Hubert Reeves  La Terre vue du cœur

« Les étoiles peuvent attendre… »

Paris — Un œil sur les étoiles, l’autre sur notre planète, Hubert Reeves poursuit sa croisade pour l’environnement. La Presse a rencontré l’astrophysicien chez lui à Paris, pour parler d’un nouveau documentaire dans lequel il tient la vedette, mais aussi de Churchill, du Québec et de la vie après la mort.

Ça devait être une conversation tranquille, sans interférences. Mais ce jour-là, l’actualité prend le dessus. Le scientifique Stephen Hawking est mort la veille, et de nombreux médias français sollicitent Hubert Reeves pour une réaction ou un commentaire.

Entre deux coups de fil, l’astrophysicien le plus connu de la francophonie a tout de même le temps de parler de La Terre vue du cœur, un nouveau documentaire sur l’environnement signé Iolande Cadrin-Rossignol, dans lequel il est le personnage central.

On dit « parler », mais il faudrait plutôt dire répéter, tant Reeves, 85 ans, ne cesse de marteler la même chose depuis des années, à savoir que la Terre va mal et que si on continue à la saccager, l’espèce humaine disparaîtra. Il le disait il y a cinq ans ; il le disait il y a dix ans. Il en a lui-même pris conscience de façon très sérieuse dans les années 80 et 90, après les premiers cris d’alarme du chercheur américain James E. Hansen.

La différence est que Reeves se dit aujourd’hui beaucoup moins pessimiste que par le passé. C’est là toute l’essence de son nouveau message.

« On n’est plus dans la même impression de morosité. On a vu croître le combat pour la restauration, des événements qui amènent à montrer que la situation n’est pas si désespérée qu’on pense », observe-t-il, assis entre les piles de papiers, les statuettes africaines et la dizaine de tableaux qui décorent son salon.

On lui fait valoir que beaucoup de gens ne seraient pas d’accord. Il en est conscient. Mais il a choisi de ne pas baisser les bras, devant la multiplication de signaux encourageants. Les citoyens s’organisent, de grandes entreprises révisent leur logique, les énergies renouvelables prennent de l’essor à grande vitesse, l’éducation fait son œuvre, l’écologie est désormais solvable dans l’économie.

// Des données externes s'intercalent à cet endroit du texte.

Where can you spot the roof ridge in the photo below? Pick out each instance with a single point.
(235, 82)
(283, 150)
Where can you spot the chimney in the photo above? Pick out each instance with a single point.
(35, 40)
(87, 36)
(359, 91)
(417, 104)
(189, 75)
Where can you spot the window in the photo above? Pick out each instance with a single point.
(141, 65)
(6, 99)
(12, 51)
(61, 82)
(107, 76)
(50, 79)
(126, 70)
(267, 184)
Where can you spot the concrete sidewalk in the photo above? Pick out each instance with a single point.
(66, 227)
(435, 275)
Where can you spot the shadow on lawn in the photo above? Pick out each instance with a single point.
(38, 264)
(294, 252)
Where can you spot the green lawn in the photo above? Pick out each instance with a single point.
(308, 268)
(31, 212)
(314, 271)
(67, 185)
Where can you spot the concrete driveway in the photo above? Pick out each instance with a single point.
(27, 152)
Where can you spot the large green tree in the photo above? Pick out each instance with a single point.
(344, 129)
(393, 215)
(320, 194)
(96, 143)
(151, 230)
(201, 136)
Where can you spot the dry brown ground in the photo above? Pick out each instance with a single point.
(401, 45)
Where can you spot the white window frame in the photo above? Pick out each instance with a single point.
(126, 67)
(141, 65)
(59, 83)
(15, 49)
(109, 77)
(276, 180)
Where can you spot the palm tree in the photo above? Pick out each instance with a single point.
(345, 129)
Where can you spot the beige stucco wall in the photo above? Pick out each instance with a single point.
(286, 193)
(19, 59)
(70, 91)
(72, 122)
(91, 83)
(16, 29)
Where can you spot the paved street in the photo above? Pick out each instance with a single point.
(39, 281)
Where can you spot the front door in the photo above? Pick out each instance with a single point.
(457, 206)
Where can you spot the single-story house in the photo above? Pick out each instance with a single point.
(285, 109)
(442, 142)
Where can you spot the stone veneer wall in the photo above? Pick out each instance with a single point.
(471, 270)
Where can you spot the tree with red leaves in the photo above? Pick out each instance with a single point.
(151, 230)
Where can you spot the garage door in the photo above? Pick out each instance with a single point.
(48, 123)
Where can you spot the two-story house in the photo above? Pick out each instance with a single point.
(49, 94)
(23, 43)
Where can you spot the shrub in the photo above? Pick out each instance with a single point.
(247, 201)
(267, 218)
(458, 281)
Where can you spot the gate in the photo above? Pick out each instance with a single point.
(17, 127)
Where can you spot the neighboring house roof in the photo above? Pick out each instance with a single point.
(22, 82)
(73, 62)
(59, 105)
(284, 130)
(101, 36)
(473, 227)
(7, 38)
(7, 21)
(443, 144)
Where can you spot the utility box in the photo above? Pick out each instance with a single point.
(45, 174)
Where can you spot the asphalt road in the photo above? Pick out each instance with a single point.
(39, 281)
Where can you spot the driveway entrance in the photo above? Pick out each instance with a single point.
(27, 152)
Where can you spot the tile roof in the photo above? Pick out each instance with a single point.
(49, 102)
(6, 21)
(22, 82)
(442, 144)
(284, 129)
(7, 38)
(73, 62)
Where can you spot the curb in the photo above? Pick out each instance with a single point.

« L’avenir dépend de comment cette prise de conscience va se généraliser. L’idée, c’est de continuer même si on sait que ça ne marchera peut-être pas. » — Hubert Reeves

Et de citer l’exemple de Churchill, dont il se dit un grand admirateur : « Au début des années 40, quand on pensait que le nazisme allait détruire la civilisation, Churchill est celui qui a dit : “Non, je ne laisserai jamais la civilisation être démolie.” C’est la même chose qu’il faut se dire aujourd’hui. Je ne laisserai jamais l’humanité être détruite par ses propres méfaits. On ne sait pas si ça va marcher, mais on fait comme si. Ce n’est pas une attitude intellectuelle. C’est une attitude affective. »

Un carillon digne de la série X-Files retentit. C’est son téléphone. Il répond. Donne une autre entrevue. Toujours ce ton affable. Ce roulement de « r » à l’ancienne qui le rend immédiatement reconnaissable. Puis il raccroche et nous revient.

On lui demande si la Terre l’intéresse désormais plus que les étoiles, qui ont longtemps été au centre de ses recherches et de son œuvre de vulgarisation scientifique. « Je m’intéresse toujours aux deux », dit-il. Mais dans le cas de l’écologie, il y a une « urgence », alors que les étoiles, elles, « peuvent attendre encore un peu ».

Sa vie parisienne

On aime ses formules de poète. Son absence de prétention. De pontification. On aime l’écouter, et lui, visiblement, semble toujours heureux de faire partager son savoir au plus grand nombre.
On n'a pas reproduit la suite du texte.